救急医療コラム

今日はアスレティックトレーナーの「救急医療」というドメイン(分野)をご紹介します。

スポーツの現場で「救急」の事態になるとき、ありますよね。試合中にフロアやフィールドにダウンする選手を想像してください。

アスレティックトレーナーはスポーツ現場での医学的評価・対処を行うファーストレスポンダー。 誰より早くその場所へ駆けつけ、状況を確認し、対応方法を判断します。

大量出血、骨折、心肺停止、呼吸困難、脳震盪、熱中症、、、などなど。 すぐにメディカルアテンションが必要になる現場に医師がいないことは多々あります。

どの程度の救急なのか。 救急車を要請する赤旗なのか。 救急車を待つ間にどんな対応が必要なのか。 ほんの1分ほどで決断しなければいけません。 bjリーグの場合は30秒から1分ですね。 ここでの判断が選手生命にかかわるとしたら、とっても大事な1分。

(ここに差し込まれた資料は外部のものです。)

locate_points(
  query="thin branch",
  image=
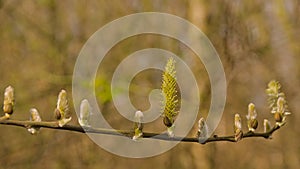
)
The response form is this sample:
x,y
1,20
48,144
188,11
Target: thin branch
x,y
129,133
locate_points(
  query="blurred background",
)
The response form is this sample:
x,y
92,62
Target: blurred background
x,y
257,41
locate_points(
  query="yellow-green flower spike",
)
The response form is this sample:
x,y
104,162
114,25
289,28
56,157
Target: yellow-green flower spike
x,y
9,101
138,125
202,130
251,117
34,116
169,92
238,133
278,104
61,112
85,110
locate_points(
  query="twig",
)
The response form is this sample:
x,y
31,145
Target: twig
x,y
129,133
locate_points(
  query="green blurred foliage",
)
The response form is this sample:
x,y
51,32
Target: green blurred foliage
x,y
257,41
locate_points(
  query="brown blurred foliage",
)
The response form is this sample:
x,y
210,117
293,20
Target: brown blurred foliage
x,y
257,41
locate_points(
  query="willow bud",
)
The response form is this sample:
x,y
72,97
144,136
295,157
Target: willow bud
x,y
9,101
238,133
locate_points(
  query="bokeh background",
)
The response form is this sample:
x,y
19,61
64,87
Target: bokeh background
x,y
257,41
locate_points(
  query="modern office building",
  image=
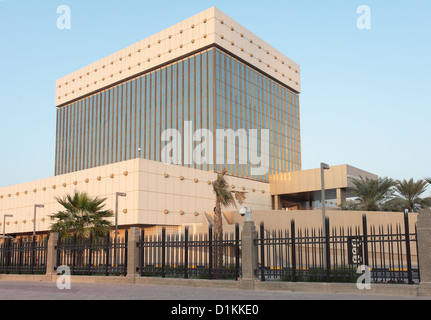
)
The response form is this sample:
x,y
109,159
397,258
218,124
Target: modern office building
x,y
205,72
220,94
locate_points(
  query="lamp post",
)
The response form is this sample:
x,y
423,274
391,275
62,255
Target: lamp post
x,y
34,219
4,224
323,167
118,194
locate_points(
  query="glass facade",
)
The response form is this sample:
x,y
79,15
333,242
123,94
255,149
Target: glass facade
x,y
211,89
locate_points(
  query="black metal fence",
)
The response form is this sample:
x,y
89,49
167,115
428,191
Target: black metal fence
x,y
308,255
93,256
23,257
203,256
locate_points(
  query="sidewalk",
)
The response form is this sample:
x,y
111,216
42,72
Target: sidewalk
x,y
30,290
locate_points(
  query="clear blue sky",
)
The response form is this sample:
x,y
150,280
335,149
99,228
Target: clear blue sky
x,y
365,101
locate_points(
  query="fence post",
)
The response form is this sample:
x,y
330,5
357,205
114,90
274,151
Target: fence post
x,y
365,232
133,253
408,251
293,239
210,251
108,249
163,251
186,252
249,255
424,252
51,258
236,251
328,251
262,251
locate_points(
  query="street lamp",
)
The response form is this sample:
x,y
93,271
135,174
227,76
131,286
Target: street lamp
x,y
323,167
34,219
118,194
4,224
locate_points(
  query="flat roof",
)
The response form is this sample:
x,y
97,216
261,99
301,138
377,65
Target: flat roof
x,y
337,177
208,28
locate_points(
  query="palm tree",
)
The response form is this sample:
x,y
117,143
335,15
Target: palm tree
x,y
225,197
372,193
409,193
82,215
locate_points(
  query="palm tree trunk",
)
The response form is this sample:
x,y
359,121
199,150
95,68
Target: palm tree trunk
x,y
218,228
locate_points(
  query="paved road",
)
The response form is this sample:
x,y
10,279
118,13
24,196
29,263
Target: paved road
x,y
23,290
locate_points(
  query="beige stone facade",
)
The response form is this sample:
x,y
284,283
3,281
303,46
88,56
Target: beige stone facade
x,y
157,194
208,28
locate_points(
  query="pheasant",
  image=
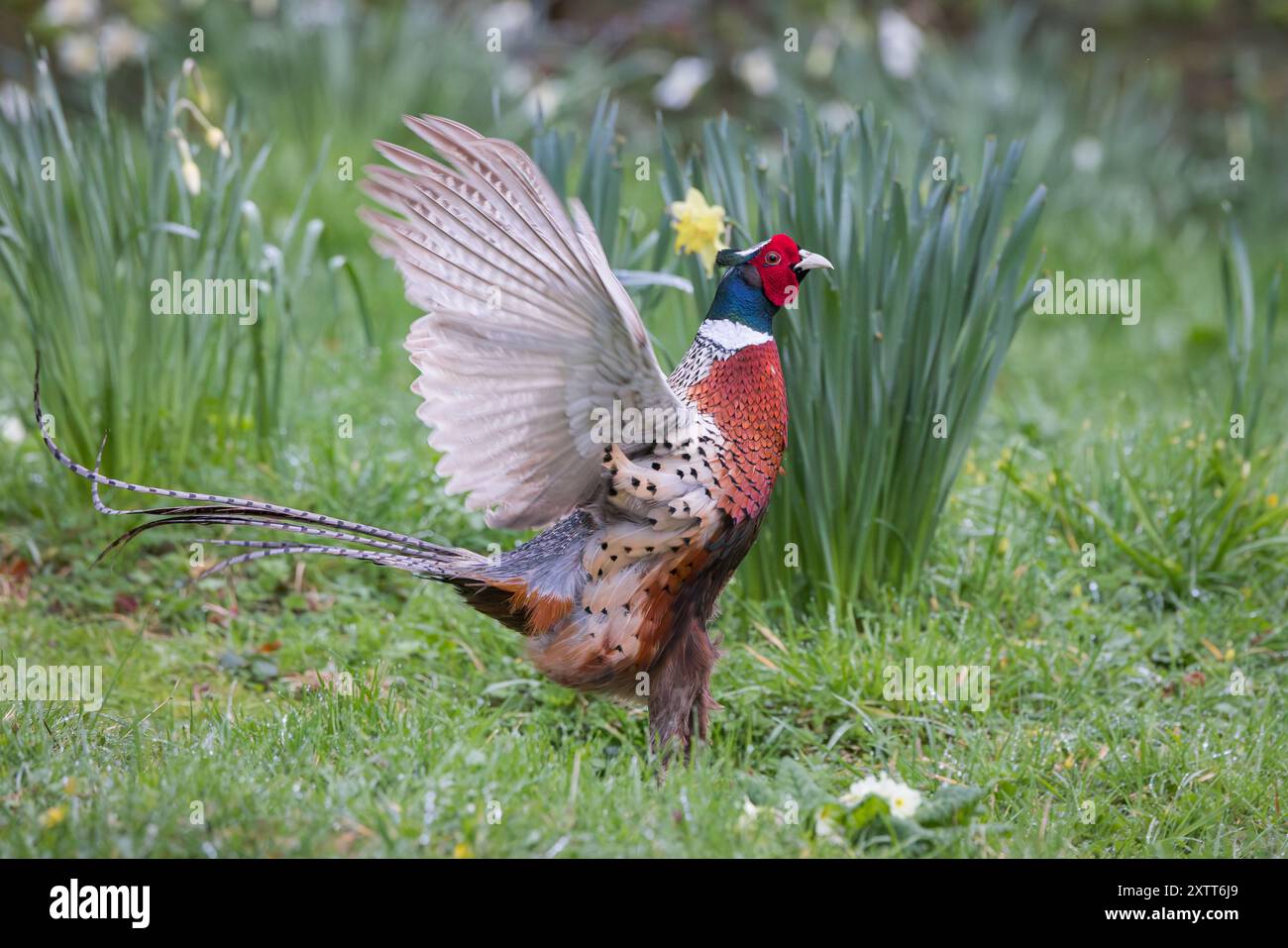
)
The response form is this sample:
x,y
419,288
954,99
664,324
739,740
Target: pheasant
x,y
528,350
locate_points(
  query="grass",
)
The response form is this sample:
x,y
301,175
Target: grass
x,y
1099,702
1126,717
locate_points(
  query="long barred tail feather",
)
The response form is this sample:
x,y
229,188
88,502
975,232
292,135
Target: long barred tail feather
x,y
385,548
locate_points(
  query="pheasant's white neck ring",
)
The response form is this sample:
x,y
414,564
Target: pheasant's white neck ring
x,y
729,334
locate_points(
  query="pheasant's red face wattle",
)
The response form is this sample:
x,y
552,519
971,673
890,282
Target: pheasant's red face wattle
x,y
774,264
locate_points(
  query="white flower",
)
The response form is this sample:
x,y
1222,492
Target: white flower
x,y
682,81
756,68
900,42
837,115
77,54
1087,154
825,828
123,42
902,798
71,12
14,102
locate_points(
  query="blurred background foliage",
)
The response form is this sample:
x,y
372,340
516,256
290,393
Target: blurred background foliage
x,y
1132,142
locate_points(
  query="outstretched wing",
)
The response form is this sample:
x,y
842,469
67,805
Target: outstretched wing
x,y
527,331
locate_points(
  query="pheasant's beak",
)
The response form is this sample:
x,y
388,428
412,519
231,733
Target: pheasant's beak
x,y
811,262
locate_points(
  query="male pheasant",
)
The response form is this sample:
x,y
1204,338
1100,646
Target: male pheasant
x,y
528,344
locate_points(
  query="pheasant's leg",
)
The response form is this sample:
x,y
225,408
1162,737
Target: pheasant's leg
x,y
681,690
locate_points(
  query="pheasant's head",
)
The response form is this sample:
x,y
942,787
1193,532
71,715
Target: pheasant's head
x,y
763,278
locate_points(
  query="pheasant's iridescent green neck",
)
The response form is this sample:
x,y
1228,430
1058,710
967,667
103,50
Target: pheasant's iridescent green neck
x,y
738,300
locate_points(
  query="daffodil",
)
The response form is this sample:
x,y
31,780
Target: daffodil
x,y
698,228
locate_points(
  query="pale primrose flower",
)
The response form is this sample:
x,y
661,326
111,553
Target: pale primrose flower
x,y
825,828
698,227
69,12
902,798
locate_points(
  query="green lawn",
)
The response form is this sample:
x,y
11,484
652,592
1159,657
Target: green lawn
x,y
224,694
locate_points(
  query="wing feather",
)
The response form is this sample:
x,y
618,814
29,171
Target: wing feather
x,y
526,333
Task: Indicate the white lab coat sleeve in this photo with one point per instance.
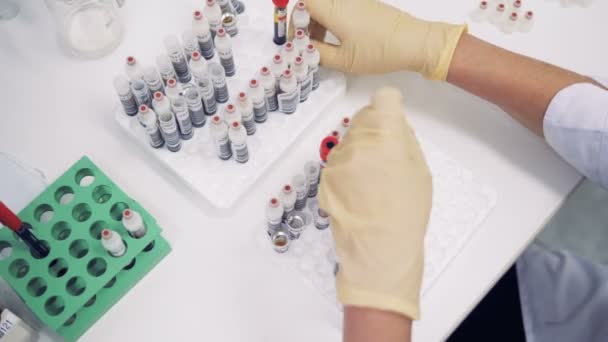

緊張がはしるその瞬間に冷静な判断をするためにはどうしたらいいのでしょうか。 長年やっているプロのトレーナーだって救急医療の現場は緊張します。

私は心肺停止の選手はまだ対応したことがありませんが、 今までのトレーナー生活で救急車を要請したのが3回。 呼吸困難、脳震盪、大量出血は数回ずつ。 高熱、嘔吐などは数え切れません。

そして、心肺蘇生法。NATAでは、トレーナーはCPRとAED資格を所持し、2年毎に更新が義務付けられています。

医療技術は常に変化、向上しています。 6年くらい前は15回の心臓マッサージのあとに2回の人工呼吸がベスト、とされていたものが、 2年前は30回の心臓マッサージのあとに2回の人工呼吸のほうが蘇生確率が高い、ということで変更になりました。

予測不可能な救急事態だからこそ、その場を想定した「訓練」が大切ですね。